Wednesday, October 20, 2010

Making Up for Lost Income

Many who have managed to skirt layoffs and remain employed are struggling to meet their financial responsibilities as a result of pay cuts, shortened work weeks and downgraded positions. If you’re looking for ways to make up for lost income consider the following:
  • Take a second job: Moonlighting may be a good temporary solution to earning extra income. Be sure; however, that a secondary job won’t interfere with your full-time job. Investigate whether your current employer has a policy on moonlighting and be sure your second job isn’t a conflict of interest (e.g. working for a competitor or supplier). Recognize your priority is your full-time employer.
  • Find a seasonal job: If the commitment and hours of a secondary job appear daunting, think about something more manageable.
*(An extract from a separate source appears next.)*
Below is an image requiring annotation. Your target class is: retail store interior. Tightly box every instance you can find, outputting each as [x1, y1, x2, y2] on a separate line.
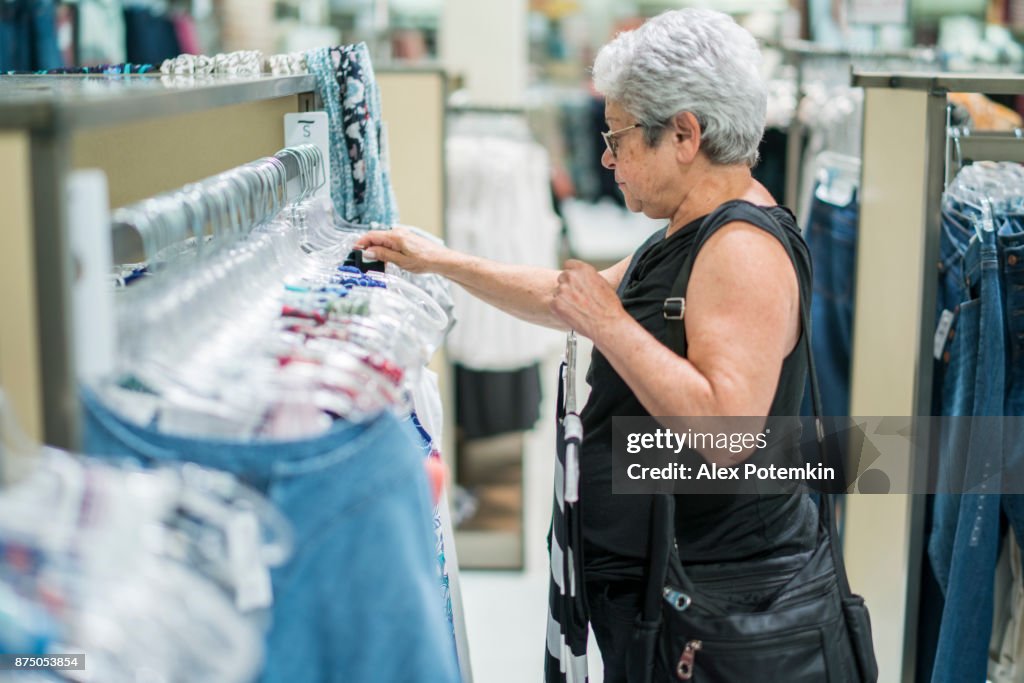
[1, 0, 1024, 681]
Try seasonal work such as raking leaves, spring house cleaning or retail work during the holidays.
  • Generate income from a hobby: Are you a talented amateur photographer, writer or seamstress? Your current hobby may garner extra money to help pay bills.
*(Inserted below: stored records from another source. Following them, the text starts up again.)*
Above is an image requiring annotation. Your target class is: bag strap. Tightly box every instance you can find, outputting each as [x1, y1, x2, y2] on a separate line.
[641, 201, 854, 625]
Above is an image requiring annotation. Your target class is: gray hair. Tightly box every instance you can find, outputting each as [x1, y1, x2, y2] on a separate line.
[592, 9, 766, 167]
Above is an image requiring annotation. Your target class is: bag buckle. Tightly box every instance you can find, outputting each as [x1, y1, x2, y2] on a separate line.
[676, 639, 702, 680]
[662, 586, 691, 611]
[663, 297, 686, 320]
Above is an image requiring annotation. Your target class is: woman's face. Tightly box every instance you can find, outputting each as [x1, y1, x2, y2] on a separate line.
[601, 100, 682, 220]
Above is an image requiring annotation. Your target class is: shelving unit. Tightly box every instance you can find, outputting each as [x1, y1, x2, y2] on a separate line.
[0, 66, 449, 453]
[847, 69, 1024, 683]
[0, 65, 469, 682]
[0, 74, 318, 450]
  • Sell items you currently own: You may find several unused items you can sell to earn some money. Sell items in a garage sale, to a consignment shop or use an online auction and shopping site like eBay.
  • Barter services: Although it won’t help you earn additional money, bartering services can help save on expenses. For example, if you’re great with landscaping and your neighbor is handy with basic car maintenance, offer a garden design plan in exchange for an oil change.
  • Look for a similar position at a different company: Search for job opportunities where pay is better and/or there might be more opportunities for advancement. Even in a tough job market, employers usually keep an eye out for talented people.
  • Get a job with a direct sales company: Many have found working with direct sales companies like Avon, Tupperware or Mary Kay to be a great way to earn income. To explore options and ensure you align with a credible company; start with the Direct Selling Association.